Algebraic Cycles and Algebraic K-theory

Outline of course and guide to the literature 

Lecturer Abhijnan Rej (Bonn and Durham)

Time/Place Tuesday 3:15 pm/EH 101

Lecture 0: November 9th Overview Special time (5:15pm) and place (CM105)

Lecture 1: November 13th Review of preliminaries

  • Sheaves 
  • Preschemes and schemes; smoothness, projectivity and quasiprojectivity
  • Vector bundles, locally free sheaves and Grothendieck group

Guide to reading: Kunz- Introduction to commutative algebra and algebraic geometry (first few chapters), Hartshorne chapter 2 (first couple of sections) and Hatcher- Vector bundles and K-theory.

Lecture 2: November 20th Introduction to cycles

  •   Definition and first properties of cycles
  •   Equivalence relations on cycles; adequate relations (time permitting)
  •   Chow group and the Grothendieck group

Guide to reading: Hartshorne (appendices on tanscendental methods). Murre's paper on pure motives (beginning sections).

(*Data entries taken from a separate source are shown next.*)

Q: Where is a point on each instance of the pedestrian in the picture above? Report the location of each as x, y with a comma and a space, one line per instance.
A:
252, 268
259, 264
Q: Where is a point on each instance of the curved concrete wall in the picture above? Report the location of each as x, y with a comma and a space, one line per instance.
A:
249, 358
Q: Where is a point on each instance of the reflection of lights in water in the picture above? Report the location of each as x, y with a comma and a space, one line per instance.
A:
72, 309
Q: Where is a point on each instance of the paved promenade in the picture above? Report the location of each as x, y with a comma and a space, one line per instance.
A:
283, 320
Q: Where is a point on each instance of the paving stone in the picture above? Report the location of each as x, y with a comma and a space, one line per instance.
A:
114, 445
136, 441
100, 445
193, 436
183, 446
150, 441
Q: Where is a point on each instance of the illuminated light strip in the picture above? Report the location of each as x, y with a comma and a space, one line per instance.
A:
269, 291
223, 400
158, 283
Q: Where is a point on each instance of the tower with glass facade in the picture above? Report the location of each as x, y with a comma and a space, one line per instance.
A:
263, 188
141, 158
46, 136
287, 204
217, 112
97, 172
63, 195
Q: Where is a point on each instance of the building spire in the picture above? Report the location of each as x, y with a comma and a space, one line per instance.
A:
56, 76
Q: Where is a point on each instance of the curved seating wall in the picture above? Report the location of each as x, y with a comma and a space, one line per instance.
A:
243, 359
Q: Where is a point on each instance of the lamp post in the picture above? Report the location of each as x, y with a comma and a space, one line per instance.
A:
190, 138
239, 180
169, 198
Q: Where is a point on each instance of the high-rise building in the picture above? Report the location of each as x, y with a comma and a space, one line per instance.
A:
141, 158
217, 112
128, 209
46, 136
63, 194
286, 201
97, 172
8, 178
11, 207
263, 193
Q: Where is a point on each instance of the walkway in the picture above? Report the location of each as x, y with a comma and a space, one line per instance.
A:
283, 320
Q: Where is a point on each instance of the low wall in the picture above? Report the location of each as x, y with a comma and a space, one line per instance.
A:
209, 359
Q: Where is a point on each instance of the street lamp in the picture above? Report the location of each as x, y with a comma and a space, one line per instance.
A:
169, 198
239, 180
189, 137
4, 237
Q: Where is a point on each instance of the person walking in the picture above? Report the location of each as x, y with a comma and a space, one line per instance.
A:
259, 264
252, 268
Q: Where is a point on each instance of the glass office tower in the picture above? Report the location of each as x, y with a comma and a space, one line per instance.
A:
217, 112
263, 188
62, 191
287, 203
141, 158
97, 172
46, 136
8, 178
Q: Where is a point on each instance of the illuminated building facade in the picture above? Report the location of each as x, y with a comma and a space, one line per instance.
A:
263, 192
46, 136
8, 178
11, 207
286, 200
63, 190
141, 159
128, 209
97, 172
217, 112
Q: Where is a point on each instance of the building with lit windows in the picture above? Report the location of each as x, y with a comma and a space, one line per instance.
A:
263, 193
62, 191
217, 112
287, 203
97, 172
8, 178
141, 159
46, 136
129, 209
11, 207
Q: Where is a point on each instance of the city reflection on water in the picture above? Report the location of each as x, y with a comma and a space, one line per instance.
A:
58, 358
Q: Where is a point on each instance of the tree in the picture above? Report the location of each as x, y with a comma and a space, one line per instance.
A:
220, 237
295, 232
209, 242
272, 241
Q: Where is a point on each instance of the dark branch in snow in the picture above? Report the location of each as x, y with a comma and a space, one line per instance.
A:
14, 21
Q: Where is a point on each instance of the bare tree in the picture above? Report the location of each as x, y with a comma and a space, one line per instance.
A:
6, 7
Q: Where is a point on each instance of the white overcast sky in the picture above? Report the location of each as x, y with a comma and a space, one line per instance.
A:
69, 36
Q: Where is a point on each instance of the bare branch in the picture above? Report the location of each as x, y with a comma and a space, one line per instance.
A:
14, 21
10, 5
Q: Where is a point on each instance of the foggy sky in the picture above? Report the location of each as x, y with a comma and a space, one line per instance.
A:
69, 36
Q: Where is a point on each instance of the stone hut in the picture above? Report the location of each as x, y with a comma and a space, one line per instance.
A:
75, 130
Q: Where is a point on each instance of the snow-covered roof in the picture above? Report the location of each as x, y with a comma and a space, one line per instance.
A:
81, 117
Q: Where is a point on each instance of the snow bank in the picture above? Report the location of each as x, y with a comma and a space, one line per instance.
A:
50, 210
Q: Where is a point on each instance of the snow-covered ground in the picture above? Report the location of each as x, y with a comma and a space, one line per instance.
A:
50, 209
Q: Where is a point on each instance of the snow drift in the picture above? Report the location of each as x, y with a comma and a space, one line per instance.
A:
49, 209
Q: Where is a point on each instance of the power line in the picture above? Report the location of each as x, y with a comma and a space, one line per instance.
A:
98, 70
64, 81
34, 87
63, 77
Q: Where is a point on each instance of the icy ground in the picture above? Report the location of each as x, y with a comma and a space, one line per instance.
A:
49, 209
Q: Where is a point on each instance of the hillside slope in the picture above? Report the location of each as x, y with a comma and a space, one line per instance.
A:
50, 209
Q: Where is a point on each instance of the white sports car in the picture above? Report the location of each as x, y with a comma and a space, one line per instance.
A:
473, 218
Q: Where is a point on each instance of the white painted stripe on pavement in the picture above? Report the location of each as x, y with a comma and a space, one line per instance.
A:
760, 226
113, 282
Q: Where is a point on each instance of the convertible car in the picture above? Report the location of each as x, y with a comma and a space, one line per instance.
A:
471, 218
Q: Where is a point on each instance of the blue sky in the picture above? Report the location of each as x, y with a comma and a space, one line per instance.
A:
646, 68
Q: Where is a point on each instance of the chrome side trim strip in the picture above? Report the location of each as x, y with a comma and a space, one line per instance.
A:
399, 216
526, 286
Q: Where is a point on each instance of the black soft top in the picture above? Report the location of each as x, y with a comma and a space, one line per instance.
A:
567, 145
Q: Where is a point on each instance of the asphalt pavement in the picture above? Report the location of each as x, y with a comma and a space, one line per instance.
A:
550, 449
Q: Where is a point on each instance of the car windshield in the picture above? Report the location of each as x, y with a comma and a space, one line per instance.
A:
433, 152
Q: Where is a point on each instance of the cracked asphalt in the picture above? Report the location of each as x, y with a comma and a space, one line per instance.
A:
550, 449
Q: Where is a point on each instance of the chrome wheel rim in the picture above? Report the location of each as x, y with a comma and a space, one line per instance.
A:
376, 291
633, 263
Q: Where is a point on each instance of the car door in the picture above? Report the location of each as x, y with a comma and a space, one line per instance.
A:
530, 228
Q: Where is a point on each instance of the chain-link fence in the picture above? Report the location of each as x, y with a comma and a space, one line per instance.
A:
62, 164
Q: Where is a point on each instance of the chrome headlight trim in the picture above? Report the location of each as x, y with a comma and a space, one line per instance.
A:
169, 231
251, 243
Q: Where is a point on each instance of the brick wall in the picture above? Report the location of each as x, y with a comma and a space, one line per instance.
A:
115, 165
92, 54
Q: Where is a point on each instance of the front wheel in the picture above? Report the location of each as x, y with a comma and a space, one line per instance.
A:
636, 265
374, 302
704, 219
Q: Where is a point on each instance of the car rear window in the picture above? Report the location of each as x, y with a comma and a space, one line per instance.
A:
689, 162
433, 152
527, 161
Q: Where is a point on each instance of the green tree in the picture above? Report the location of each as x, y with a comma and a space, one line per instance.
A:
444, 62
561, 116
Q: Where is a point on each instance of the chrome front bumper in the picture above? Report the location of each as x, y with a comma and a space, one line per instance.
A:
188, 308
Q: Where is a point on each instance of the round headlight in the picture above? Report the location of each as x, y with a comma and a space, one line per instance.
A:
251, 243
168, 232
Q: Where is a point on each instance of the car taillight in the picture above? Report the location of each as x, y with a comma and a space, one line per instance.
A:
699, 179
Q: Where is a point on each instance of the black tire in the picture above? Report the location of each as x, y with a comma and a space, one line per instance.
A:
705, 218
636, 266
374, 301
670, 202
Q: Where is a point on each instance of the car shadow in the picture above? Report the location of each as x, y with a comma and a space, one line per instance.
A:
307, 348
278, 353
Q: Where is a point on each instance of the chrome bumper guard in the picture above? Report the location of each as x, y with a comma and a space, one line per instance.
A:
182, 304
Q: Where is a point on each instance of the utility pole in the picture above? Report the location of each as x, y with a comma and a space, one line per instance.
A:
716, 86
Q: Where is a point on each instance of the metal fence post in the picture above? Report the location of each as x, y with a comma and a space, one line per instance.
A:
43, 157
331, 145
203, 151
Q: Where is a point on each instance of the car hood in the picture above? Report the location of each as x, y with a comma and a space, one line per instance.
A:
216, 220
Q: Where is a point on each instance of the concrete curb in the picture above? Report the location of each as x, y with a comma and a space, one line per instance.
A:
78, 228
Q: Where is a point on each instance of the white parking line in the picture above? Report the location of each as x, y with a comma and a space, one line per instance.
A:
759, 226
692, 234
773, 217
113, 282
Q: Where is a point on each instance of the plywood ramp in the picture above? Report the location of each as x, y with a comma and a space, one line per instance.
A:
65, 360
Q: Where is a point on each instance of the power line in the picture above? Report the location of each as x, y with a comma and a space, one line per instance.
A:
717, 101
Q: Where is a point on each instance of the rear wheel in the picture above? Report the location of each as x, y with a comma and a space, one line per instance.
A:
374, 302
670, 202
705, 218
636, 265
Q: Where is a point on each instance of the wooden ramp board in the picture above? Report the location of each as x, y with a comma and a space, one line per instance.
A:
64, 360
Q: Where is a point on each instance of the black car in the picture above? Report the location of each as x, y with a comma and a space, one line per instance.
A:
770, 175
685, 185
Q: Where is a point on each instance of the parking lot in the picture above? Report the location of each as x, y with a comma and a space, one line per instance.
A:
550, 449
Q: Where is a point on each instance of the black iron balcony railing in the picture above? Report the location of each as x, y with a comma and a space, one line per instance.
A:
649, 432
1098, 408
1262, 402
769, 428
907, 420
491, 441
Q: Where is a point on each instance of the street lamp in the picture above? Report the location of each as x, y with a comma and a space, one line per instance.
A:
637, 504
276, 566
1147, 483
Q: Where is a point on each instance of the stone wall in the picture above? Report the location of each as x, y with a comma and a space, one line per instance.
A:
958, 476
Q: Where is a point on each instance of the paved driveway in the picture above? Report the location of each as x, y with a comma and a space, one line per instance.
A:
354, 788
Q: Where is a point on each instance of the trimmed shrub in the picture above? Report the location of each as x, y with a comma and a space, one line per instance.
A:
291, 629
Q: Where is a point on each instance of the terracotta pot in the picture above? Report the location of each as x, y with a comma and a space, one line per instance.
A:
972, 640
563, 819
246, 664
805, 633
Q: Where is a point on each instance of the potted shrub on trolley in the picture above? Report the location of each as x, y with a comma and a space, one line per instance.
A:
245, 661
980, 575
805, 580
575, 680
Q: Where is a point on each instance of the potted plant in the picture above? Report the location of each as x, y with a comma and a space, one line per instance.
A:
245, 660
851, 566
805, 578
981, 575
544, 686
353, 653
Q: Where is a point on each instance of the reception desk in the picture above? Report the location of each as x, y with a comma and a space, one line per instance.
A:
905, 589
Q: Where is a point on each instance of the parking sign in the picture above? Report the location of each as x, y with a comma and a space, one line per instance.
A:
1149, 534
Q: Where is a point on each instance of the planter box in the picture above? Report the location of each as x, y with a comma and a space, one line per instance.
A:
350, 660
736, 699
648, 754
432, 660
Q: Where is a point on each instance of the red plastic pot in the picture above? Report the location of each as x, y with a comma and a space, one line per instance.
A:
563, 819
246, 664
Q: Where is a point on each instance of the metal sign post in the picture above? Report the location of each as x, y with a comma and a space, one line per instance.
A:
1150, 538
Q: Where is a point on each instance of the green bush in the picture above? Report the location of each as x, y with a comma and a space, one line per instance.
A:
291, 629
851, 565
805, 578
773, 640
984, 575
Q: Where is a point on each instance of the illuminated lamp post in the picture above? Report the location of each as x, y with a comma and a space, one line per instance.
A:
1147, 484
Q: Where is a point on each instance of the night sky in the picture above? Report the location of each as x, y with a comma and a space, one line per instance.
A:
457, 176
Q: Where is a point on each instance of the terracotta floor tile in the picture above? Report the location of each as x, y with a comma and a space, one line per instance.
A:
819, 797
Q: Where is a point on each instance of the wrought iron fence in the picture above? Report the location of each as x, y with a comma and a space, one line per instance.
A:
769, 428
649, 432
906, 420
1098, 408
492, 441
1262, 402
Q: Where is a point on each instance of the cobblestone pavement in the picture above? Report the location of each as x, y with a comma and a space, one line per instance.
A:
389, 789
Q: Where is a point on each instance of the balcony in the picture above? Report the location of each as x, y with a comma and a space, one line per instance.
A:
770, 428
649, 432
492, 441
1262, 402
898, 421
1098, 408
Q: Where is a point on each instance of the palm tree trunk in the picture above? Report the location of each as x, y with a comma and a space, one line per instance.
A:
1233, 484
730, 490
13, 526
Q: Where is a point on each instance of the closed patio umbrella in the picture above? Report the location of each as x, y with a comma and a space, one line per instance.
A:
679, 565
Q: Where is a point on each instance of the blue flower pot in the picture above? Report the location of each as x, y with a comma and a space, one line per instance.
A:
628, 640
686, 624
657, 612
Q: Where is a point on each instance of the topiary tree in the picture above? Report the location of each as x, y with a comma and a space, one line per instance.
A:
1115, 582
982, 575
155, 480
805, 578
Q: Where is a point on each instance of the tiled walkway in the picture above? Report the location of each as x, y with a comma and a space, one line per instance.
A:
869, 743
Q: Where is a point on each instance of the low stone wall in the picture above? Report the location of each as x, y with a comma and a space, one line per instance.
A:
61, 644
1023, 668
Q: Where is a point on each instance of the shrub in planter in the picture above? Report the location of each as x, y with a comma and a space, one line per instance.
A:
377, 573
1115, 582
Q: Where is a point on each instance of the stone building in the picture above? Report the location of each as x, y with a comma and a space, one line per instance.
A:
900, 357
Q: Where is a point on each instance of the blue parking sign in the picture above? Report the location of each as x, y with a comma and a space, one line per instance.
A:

Lecture 3: November 27th Basic intersection theory and characteristic classes

  • Characteristic classes of smooth schemes
  • Moving lemma (special cases) and intersection number.- focus on surfaces.
  • Riemann-Roch theorems (emphasis on the plural!)
  • Intersections of cycles of a complex manifold

Guide to reading: I will distribute some notes; also Hartshorne's appendix on intersection theory. A couple of chapters of Griffiths-Harris  (for the complex manifold  story). The  bible of intersection theory is Fulton's book of the same name though we wont need so much machinery for our purpose.